The powerful northern California "megaregion" was revealed when it was awarded $840 million by the state Transportation Commission to the amazement and chagrin of southern California, which had been expecting to receive the majority of state funds.

2 minute read

January 16, 2008, 7:00 AM PST

By Irvin Dawid


"That the bureaucrats from the Oakland-based Metropolitan Transportation Commission could win such riches..from a state seemingly dominated by the Southern California megalopolis of 14 million" showed just how connected - economically and politically, the Bay Area and its hinterlands in the Central Valley have become.

"The railways, the freeway overpasses and the dockside facilities at the Port of Oakland may not handle nearly the volume of shipping as the ports of Long Beach and Los Angeles, MTC acknowledged.
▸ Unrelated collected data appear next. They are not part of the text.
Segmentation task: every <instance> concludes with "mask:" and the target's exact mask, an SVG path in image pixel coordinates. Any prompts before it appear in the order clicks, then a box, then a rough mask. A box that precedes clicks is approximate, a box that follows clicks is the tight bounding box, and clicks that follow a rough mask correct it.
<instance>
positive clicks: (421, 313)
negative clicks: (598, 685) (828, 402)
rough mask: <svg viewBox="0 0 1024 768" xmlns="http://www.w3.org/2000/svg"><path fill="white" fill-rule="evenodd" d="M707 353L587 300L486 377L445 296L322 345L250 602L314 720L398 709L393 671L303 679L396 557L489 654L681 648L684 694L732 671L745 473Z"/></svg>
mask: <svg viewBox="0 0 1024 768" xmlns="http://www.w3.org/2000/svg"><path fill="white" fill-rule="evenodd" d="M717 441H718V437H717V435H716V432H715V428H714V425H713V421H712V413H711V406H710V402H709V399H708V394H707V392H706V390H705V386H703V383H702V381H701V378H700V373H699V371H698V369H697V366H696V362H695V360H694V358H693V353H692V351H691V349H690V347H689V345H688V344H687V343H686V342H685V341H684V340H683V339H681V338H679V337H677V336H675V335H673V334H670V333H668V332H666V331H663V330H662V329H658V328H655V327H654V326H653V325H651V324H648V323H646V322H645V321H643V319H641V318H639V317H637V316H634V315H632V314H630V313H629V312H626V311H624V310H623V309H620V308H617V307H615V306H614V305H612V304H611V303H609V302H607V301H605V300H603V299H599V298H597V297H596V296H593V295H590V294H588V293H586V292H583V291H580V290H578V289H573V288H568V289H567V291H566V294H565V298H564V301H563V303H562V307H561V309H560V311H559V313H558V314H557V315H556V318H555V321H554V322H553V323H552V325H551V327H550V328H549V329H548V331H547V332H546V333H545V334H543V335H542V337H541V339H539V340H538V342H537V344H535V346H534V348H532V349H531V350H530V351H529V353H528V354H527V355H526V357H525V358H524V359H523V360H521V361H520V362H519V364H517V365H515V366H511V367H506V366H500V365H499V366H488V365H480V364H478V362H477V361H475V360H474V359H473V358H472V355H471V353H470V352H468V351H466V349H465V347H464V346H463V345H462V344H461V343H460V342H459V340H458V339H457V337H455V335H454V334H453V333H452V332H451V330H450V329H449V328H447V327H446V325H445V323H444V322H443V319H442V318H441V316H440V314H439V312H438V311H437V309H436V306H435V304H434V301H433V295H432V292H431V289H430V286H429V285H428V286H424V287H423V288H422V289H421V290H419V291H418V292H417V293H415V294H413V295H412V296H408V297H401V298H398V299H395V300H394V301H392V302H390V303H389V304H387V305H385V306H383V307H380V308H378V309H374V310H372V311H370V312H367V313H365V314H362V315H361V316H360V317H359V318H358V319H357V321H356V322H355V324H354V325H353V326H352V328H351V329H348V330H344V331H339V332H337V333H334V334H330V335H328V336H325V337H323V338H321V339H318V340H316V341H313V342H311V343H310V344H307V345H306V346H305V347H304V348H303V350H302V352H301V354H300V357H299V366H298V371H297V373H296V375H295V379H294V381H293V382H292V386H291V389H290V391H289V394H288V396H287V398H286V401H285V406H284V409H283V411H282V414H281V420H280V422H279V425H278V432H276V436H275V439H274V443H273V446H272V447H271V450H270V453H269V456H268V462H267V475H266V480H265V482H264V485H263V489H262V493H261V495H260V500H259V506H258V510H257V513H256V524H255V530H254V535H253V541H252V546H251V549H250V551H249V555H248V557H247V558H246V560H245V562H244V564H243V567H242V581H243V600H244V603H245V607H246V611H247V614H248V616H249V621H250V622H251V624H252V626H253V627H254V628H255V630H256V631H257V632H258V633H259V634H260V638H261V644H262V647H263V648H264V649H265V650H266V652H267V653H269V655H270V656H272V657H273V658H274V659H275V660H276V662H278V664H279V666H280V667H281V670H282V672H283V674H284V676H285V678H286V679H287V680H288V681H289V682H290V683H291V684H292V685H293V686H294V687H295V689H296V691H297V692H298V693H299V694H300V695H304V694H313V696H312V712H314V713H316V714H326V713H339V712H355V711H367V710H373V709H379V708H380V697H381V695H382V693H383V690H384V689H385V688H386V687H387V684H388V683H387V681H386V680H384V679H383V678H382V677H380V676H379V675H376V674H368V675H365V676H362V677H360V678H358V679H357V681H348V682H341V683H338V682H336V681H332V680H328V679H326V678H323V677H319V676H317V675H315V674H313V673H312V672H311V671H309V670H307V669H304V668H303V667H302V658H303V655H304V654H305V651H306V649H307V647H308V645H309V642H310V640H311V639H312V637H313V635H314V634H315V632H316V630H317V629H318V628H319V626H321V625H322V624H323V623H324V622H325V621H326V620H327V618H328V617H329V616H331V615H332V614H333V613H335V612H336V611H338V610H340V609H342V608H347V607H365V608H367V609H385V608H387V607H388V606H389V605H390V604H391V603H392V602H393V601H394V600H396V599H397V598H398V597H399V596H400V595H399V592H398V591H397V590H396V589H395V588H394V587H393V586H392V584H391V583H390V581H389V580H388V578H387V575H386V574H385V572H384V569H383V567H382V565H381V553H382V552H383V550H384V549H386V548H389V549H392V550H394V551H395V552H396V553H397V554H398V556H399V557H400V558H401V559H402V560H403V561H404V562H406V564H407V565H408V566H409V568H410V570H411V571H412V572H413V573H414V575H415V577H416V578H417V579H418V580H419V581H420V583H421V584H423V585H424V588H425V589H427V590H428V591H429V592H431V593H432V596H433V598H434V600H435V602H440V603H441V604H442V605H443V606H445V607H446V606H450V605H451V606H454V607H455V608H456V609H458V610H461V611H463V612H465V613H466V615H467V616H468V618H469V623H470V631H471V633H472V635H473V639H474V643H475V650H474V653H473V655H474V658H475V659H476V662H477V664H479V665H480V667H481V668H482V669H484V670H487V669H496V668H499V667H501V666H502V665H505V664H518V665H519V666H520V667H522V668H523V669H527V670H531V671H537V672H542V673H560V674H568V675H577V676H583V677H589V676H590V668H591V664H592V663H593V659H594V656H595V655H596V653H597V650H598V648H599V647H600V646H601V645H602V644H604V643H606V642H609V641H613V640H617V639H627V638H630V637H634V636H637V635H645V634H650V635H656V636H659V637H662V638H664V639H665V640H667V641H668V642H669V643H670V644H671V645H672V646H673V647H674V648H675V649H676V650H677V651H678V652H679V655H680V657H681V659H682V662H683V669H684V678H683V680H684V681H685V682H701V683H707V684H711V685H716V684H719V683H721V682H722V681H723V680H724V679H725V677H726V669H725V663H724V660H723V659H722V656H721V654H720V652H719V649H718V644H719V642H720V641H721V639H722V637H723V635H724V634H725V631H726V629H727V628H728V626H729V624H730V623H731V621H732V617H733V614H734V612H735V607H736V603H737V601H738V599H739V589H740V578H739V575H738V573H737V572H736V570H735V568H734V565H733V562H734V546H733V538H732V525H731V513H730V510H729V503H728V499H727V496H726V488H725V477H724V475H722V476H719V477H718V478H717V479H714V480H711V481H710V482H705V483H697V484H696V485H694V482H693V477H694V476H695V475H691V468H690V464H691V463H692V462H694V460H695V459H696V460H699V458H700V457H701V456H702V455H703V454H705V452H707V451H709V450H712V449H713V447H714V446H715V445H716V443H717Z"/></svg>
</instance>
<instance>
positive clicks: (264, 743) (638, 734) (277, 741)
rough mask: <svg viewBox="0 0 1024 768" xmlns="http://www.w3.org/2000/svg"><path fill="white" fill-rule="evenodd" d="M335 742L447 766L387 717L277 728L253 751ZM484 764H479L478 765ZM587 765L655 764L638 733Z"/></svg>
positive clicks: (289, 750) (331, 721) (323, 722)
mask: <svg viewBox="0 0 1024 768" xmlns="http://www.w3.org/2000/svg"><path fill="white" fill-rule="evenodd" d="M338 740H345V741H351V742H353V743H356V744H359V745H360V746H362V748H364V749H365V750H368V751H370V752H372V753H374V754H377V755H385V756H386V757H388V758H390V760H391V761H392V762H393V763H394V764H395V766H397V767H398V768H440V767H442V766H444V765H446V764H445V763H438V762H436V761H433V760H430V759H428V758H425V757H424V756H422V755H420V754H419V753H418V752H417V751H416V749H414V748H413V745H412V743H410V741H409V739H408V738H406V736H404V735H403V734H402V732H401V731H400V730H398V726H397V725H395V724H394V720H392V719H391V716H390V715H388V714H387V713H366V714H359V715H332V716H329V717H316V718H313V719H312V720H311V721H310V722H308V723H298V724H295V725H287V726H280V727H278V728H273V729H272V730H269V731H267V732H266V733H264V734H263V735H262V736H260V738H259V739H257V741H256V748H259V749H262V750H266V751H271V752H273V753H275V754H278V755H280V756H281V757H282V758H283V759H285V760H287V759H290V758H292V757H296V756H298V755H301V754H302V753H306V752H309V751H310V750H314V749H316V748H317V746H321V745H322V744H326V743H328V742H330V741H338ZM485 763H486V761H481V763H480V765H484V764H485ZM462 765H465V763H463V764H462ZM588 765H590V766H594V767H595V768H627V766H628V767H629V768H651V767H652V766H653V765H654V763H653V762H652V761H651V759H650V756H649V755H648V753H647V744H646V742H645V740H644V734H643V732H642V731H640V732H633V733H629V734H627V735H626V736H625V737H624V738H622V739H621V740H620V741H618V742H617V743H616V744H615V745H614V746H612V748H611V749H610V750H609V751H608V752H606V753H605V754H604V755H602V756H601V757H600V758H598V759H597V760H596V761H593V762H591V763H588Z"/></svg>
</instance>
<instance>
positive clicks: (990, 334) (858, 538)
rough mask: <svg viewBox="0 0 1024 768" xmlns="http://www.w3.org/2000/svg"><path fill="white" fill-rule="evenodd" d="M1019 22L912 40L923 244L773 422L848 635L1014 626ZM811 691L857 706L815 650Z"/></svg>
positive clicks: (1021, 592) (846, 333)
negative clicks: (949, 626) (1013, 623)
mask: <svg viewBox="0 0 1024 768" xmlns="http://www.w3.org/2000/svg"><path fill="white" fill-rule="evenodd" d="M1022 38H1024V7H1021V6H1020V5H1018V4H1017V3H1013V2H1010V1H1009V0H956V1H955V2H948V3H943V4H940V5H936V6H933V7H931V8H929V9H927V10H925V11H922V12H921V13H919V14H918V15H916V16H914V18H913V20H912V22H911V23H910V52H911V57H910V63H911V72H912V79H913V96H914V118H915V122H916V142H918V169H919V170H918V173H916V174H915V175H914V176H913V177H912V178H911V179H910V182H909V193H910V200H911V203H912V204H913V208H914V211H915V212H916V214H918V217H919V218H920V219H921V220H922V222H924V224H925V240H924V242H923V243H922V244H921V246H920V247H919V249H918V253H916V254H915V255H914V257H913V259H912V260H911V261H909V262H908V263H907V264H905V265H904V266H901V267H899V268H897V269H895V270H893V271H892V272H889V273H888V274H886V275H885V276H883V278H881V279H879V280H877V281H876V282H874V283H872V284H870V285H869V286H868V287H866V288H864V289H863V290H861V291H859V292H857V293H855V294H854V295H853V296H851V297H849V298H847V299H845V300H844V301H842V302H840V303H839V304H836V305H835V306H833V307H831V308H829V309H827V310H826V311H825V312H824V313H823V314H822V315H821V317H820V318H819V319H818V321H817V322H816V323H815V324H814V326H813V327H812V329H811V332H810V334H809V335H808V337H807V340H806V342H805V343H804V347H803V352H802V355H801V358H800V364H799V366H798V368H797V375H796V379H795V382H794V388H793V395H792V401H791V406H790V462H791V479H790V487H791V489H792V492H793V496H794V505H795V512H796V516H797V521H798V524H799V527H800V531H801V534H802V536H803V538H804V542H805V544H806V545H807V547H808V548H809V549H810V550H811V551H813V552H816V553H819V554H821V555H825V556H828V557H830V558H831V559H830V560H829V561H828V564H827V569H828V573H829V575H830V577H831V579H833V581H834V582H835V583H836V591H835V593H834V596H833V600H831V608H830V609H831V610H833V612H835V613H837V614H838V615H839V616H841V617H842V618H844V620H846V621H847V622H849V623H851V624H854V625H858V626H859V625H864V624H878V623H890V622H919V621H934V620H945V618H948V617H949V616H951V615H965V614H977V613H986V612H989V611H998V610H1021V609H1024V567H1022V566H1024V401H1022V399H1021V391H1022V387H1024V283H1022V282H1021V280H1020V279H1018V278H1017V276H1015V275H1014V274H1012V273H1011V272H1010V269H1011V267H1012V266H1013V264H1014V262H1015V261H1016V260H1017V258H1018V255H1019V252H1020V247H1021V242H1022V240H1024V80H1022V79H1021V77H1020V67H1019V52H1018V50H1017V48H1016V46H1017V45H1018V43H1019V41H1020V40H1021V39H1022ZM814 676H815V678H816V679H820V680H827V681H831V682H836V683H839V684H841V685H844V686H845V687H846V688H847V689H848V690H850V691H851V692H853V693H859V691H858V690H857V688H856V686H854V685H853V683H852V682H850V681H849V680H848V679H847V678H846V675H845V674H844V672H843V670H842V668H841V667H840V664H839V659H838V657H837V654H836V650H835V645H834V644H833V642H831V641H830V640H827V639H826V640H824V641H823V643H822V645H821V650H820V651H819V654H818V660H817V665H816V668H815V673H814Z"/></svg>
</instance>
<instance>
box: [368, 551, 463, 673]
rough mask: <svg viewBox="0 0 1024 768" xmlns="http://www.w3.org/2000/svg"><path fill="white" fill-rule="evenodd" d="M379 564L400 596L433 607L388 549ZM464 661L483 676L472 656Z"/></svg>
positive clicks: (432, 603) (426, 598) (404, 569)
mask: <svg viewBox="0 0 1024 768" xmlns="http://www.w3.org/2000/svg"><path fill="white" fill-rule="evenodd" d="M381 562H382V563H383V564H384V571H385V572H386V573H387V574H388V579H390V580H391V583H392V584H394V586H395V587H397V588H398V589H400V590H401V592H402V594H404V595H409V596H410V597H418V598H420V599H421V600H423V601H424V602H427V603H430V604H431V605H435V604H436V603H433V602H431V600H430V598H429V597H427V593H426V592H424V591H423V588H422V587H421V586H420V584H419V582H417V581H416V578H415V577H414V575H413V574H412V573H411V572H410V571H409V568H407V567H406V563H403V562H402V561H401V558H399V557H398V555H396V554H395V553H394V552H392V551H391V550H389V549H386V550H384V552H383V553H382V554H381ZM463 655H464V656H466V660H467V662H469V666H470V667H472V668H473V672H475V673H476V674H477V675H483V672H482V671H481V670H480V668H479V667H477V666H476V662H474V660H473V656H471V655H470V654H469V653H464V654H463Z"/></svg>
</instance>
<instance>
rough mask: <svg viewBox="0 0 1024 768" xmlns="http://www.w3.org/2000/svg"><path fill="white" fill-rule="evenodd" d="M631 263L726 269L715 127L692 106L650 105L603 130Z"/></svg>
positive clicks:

But unlike Southern California, they send out about as much in exports as they receive in imports."

"In "The Northern California Megaregion," a study written by Gabriel Metcalf, San Francisco Planning and Urban Research's executive director, and Egon Terplan, SPUR's director of economic development and governance policy, area residents and officials are urged to come to terms with this new reality.

"We've outgrown the original boundaries of the Bay Area," begins the study's subtitle. "It's time to face this fact and start solving problems at the scale of the megaregion."

That designation puts the area anchored by Oakland, Sacramento, San Francisco and San Jose into a category shared by 10 other megaregions in the United States."

"This giant entity, as populous as Southern California, is knit together with interests shared by its residents and businesses, superior economic prowess and political muscle that hearkens back to an earlier century, when San Francisco was California's only metropolis.

And whatever it may yield politically, Metcalf is also hesitant to celebrate the emergence of the megaregion.

All those long commutes make it much harder to curb the region's greenhouse gas emissions, and a continued lack of affordable housing in the Bay Area's urban core will only exacerbate the commuting problem, he said."